Maxpedition has taken their original Gearslinger concept and refined it even more into a highly configurable pack for the individual user. The construction of the Kodiak is top rate. The pack material if 1000D ballistic nylon and is treated with a Teflon fabric coating to help with resistance to water and soiling. All of the internal seams are taped and sealed for an even higher level resistence to water/moisture. The zippers are high-strength YKK pulls, and even that’s a nice touch. I’ve come across too many companies that get cheap in this area just to save a little money. It doesn’t sound like a big deal until you’re out in the woods needing to get into your pack and the zipper tab breaks off on you. Quality parts make all the difference in the world, and that applies to the Maxpedition Kodiak.

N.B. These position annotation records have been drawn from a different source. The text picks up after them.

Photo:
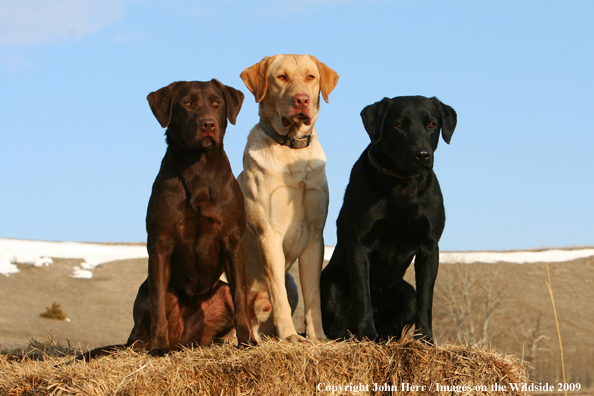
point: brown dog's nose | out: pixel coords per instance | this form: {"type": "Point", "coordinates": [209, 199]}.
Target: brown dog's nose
{"type": "Point", "coordinates": [208, 125]}
{"type": "Point", "coordinates": [301, 101]}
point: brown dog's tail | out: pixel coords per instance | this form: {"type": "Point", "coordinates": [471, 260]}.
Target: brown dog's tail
{"type": "Point", "coordinates": [107, 350]}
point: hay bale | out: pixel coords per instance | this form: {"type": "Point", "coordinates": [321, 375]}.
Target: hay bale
{"type": "Point", "coordinates": [407, 367]}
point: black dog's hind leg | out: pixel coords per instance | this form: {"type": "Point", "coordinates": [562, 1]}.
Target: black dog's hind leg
{"type": "Point", "coordinates": [336, 303]}
{"type": "Point", "coordinates": [395, 309]}
{"type": "Point", "coordinates": [426, 265]}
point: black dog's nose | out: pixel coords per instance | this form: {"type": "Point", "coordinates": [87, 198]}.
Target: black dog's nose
{"type": "Point", "coordinates": [422, 156]}
{"type": "Point", "coordinates": [208, 125]}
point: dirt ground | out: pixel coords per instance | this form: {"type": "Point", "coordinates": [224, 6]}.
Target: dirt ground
{"type": "Point", "coordinates": [99, 309]}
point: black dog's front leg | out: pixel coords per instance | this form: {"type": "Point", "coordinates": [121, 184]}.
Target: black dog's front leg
{"type": "Point", "coordinates": [362, 322]}
{"type": "Point", "coordinates": [426, 265]}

All in all, it’s a pack with great specs and build quality. At the $150 price point, I don’t think you could ask for any more than what they’ve provided. But, even so, they have provided a bit more. Maxpedition offers a Limited Lifetime Warranty on their packs, including the Kodiak GearSlinger. That warranty covers all defects in materials and workmanship that would cause the user any problems down the road. And even if you’re not the type to carry a bunch of tactical gear or a lot of outdoors tools, you can slip a 15.4″ notebook computer into the Kodiak with room to spare, and still have a sporty pack that will blend in with your envioronment. The Kodiak is available in Black, OD Green, Khaki, Foilage, and ACU Foilage Digital Camo, so you’re bound to find a style that you like!
I’ll have to go back and check my reviews, but I think it’s been a little while since I’ve gushed like this over a product. Part of that comes from memories of years of frustration trying to find the perfect pack for different applications like a 3-Day pack, an expedition pack, and the best intermediate survival pack. After a while, you start accumulating a pile of packs that you never use and have just a couple of those perfect “keepers”. The Maxpedition Kodiak GearSlinger is certainly one of those keepers. It’ll serve you during the week during your daily travels and routines, and it will easily convert into your trailbag when the weekend comes. When you factor in things like design aesthetics, construction, versatility, price, and warranty, Maxpedition absolutely nailed it dead-bang–and that’s as good as it gets!